这话真得噎人,李树才想了良久,正想着继续解释,身后一直默不作声且又鼻青脸肿的田老太太开了口,这一次她没了往日的盛气凌人,更多的是一分软弱三份无奈,“这不因为之前发生的那档子事儿嘛,我一个老太太替你阿爷买药,就怕他们记恨我,再卖我假药。”
“之前发生那一档子事儿?你是指你以为我的名义带着你家那几个人,去我们医馆骗取药材的事儿?”田罗说起话来也是难得的和气,他并没有像以前那样和田老太太唇枪舌剑,他见田老太太和田氏一族的族佬都哑口无言,便又轻飘飘说道:“我们医馆不可能卖假药,你就放心去吧。”
“这……”田老太太为难的回头看看自家儿媳妇和大儿子,沟壑纵横的脸上出现越来越多的无奈,她再一次面向田罗的时候,还是把话说出来了,“你也知道你阿爷先前犯了点事儿,为了帮他赔钱,你玉兰姐都嫁出去了,家里真的没钱了,我们去镇上买药还要花钱,你能不能在这给我们点。”
李树才终于等到田老太太说了实话,他在一旁瞪了眼田老太太,心里道,这老太太又拿他当炮使,但如今事情都到这地步了,也不能不帮,这老田家的族老都在看着呢,“田罗这老田家也是真没钱了,才会求族佬帮忙,让我做主,我知道你们分家了,但是我知道你的为人,就算是咱们村儿的外姓人有难,你都会出面帮忙,这一次就权当看在我的面子上帮帮他们吧。”
“就是,田罗咱们可是亲戚,你不能因为咱们分家了,就谁都不认了吧。”田老大终于憋不住了,他不顾刘小红用手肘杵自己,又说道:“你阿爷因为那药已经疯了,他天天见人就打,尤其是你阿奶,只要你阿爷看见你阿奶,他就像条疯狗一样,非把你阿奶打趴下才行。”
这话让田老大说的越来越喜感,田罗见人多也不好笑出声来,他强忍笑意不咸不淡道:“别的我不管,反正我们有断亲契,白纸黑字写得清清楚楚,我田罗和你们老田家恩断义绝再无瓜葛,再说了我之前也提醒过你们这药里有毒,当初你们怎么说的?”
田罗这话说完,老田家的人都哑口无言了,与此同时不知从哪里跑出来的田老头子,像个老猴子一样弯腰驼背,但行动却异常灵敏,他一出现,直接朝着人群中的田老太太奔去,他直接将田老太太打趴下,骑在田老太太的肚子上,就开始扇田老太太巴掌,任由田老大和其他在场的人怎么拉也拉不住。
这阵仗当真把田罗吓蒙了,他直接将躲在自己身后看热闹的陶元,遣回院子里并由石心莲护着,他正想说话,旁边一个上了年纪的族佬颤颤巍巍开口道:“那老太太所做的事已经有了惩罚,你就把解药给他们吧,不然打死那老太太,他说不定又要打谁,以后出麻烦不还是要你帮忙?”
这田老头子打人的力道越来越大,田老太太的叫声却越来越小,他害怕这田老太太一时熬不住死在了他家门口,这岂不是晦气?权衡利弊之下他转身接过石心莲递过来的解药给了里正,并对着老田家的众人说道:“这是我最后一次帮你们,至于以后别再来烦我,否则我只会让你们更加痛苦。”
田老大从里正手里拿过解药,确定自家亲爹已经被其他壮汉压制住,这才走上前去双手哆哆嗦嗦的倒出半瓶解药直接给他爹喂了下去。

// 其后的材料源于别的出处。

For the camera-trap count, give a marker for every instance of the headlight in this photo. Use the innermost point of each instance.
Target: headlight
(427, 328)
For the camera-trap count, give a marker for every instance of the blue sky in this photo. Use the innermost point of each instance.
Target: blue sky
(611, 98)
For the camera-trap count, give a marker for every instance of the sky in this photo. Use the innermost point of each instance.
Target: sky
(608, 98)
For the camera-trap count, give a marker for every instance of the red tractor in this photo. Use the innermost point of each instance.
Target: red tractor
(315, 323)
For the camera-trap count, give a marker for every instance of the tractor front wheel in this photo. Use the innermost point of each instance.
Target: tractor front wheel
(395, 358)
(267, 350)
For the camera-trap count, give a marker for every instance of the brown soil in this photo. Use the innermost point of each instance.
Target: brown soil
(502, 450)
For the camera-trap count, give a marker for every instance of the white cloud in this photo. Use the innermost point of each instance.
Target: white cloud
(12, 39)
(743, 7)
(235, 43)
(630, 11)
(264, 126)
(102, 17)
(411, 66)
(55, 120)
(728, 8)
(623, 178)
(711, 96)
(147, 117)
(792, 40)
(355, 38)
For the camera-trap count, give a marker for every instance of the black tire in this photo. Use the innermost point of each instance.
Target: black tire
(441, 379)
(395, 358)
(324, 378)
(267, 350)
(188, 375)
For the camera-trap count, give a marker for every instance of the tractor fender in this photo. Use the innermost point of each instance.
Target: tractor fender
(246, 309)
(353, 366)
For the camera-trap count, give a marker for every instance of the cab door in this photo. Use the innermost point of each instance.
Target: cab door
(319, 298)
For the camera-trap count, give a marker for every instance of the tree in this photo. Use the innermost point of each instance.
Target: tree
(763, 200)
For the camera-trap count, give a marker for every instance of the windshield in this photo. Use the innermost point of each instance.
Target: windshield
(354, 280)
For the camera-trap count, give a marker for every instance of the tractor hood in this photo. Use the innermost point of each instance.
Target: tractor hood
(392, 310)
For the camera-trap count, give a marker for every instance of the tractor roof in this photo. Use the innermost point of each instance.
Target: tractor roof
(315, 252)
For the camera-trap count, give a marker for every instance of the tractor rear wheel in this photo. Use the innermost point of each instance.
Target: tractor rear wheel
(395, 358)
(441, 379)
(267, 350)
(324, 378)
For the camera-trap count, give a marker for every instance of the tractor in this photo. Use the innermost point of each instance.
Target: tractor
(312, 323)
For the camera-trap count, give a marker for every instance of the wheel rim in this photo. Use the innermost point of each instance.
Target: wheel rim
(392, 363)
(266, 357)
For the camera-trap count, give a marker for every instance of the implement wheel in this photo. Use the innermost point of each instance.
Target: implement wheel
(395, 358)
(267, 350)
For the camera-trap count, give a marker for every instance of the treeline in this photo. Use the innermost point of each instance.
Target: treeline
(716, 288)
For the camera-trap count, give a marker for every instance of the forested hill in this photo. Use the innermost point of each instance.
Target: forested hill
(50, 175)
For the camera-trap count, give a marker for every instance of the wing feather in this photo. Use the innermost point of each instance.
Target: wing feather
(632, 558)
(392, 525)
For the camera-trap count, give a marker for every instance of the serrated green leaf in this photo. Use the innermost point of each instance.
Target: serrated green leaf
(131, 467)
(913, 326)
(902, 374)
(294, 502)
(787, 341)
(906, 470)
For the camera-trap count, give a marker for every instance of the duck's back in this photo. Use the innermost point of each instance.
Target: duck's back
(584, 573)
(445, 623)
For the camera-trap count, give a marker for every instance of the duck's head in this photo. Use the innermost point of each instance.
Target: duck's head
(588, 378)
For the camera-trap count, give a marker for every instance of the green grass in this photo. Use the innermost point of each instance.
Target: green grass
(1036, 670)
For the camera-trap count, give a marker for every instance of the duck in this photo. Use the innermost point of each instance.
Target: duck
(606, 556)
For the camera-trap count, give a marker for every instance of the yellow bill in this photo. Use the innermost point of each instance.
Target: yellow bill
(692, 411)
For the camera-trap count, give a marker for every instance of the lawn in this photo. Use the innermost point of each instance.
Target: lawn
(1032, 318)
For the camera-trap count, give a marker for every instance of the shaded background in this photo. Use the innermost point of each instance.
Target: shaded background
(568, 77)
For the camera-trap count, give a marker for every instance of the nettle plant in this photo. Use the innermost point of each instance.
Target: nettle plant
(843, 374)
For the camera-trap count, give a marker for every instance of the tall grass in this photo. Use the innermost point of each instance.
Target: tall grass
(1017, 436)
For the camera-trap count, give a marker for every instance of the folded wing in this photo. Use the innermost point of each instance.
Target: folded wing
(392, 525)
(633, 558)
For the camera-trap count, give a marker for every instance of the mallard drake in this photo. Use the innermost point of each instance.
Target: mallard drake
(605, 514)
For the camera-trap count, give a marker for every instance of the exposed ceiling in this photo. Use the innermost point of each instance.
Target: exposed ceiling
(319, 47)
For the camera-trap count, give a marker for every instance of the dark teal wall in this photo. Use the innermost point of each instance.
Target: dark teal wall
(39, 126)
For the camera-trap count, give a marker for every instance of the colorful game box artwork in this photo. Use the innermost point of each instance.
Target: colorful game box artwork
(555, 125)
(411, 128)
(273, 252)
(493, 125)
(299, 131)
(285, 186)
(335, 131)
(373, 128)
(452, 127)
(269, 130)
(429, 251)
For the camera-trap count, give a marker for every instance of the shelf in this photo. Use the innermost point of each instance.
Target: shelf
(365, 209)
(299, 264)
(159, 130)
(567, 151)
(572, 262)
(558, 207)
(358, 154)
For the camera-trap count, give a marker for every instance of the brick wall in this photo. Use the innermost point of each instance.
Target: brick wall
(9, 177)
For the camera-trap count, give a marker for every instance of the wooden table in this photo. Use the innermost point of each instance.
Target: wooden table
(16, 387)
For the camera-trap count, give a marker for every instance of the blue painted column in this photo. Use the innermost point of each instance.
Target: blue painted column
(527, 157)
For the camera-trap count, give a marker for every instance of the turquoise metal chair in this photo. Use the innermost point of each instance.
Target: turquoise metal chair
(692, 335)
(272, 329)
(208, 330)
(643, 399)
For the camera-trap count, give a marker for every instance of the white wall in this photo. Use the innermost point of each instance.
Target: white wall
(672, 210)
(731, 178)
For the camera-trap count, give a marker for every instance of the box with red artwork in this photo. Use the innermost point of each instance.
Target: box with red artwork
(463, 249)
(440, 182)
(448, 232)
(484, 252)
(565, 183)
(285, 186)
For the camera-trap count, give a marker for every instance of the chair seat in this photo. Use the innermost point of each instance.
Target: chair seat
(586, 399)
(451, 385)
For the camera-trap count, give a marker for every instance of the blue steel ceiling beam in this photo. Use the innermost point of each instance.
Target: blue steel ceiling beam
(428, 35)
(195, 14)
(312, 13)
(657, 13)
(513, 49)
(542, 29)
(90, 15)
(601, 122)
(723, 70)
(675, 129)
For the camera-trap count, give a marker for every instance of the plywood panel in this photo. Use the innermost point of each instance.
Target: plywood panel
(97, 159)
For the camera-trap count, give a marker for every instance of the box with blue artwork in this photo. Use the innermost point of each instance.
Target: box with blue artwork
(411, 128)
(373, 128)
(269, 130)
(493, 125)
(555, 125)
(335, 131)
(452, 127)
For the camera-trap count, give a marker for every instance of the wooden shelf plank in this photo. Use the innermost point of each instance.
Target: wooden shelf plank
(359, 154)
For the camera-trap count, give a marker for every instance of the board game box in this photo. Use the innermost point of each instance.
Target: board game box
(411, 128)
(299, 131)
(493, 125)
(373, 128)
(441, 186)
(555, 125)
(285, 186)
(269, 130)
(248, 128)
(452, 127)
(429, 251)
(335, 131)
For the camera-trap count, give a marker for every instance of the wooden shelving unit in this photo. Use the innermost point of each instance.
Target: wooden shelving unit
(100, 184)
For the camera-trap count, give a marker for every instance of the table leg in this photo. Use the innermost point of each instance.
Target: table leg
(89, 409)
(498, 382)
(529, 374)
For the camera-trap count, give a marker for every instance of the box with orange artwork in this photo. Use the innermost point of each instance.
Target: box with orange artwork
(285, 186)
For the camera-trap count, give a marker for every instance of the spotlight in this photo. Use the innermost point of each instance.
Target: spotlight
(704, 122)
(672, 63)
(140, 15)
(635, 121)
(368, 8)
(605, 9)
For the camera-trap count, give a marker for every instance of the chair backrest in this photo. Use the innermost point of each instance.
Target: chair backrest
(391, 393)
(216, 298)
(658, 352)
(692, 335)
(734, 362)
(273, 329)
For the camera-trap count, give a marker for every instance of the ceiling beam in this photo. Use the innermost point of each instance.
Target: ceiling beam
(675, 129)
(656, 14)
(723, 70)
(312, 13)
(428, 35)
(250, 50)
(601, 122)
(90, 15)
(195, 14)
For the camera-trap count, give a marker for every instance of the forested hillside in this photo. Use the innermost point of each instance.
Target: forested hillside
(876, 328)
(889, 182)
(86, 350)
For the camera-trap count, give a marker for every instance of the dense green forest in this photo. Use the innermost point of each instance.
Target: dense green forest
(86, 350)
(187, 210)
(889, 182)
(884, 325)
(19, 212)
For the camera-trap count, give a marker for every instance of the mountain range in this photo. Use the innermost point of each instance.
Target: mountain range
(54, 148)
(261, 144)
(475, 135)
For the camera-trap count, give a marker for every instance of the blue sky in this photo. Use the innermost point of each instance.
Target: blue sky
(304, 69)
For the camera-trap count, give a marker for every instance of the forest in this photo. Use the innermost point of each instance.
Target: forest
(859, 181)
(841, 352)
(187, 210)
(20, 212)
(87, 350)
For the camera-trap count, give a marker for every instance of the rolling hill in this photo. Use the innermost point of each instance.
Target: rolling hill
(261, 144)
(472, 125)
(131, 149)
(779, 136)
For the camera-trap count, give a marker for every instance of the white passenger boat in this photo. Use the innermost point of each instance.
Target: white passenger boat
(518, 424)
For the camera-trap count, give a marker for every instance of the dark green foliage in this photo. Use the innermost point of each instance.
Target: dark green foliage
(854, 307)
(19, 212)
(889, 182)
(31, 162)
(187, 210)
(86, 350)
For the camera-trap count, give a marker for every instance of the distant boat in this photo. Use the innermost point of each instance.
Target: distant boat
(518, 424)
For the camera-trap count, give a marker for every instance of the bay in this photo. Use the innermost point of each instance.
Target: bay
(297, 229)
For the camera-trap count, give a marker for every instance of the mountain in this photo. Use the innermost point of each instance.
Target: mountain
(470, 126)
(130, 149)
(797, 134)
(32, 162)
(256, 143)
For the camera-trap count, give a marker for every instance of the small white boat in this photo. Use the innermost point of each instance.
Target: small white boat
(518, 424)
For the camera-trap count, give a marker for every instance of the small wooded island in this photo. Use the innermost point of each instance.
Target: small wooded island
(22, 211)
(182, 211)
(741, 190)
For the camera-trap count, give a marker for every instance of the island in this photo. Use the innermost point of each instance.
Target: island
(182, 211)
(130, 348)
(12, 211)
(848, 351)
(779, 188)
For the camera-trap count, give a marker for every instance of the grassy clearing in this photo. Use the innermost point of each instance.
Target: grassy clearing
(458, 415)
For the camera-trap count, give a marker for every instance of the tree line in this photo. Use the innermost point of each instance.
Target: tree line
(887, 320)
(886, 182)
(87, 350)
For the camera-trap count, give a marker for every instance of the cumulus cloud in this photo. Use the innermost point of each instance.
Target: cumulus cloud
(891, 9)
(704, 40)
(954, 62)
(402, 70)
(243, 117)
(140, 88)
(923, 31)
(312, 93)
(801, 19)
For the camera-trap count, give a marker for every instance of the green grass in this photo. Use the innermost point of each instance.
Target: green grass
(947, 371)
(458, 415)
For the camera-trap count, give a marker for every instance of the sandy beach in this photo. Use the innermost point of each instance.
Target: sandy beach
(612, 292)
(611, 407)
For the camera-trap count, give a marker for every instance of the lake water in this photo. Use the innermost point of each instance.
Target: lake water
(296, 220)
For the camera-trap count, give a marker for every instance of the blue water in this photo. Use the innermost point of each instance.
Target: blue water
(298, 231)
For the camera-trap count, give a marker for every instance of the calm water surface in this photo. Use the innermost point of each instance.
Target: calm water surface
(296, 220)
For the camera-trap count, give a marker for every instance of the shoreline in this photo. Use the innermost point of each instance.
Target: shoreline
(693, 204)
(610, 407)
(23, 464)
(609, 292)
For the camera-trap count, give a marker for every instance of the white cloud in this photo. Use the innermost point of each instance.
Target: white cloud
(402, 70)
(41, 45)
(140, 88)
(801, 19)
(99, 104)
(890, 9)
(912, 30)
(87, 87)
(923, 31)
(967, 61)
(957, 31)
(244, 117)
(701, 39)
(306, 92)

自打喂完药之后大家都眼巴巴地看着田老头子的一举一动,正常来讲,因万应丹疯狂的人,吃了解药之后只需片刻即可恢复理智,但如今这田老头子吃了解药后反而越来越躁动,他口里流涎挣开壮汉的钳制,转过身对着田老大就是一通狂抽,可把在场看热闹的群众吓坏了。
不光如此,田老太太也在刘小红的搀扶下从地上起来,她如今被田老头子打得整张脸分不清五官,她一别之前的柔弱形象,像个恶鬼一样,对着田罗咆哮道:“你就是故意的,给我们假药,我们家都这样了你还不放过我们。”
这田老太太突然暴露真面目,田罗险些没适应过来,他眼睁睁地看着田老太太朝着自己扑来。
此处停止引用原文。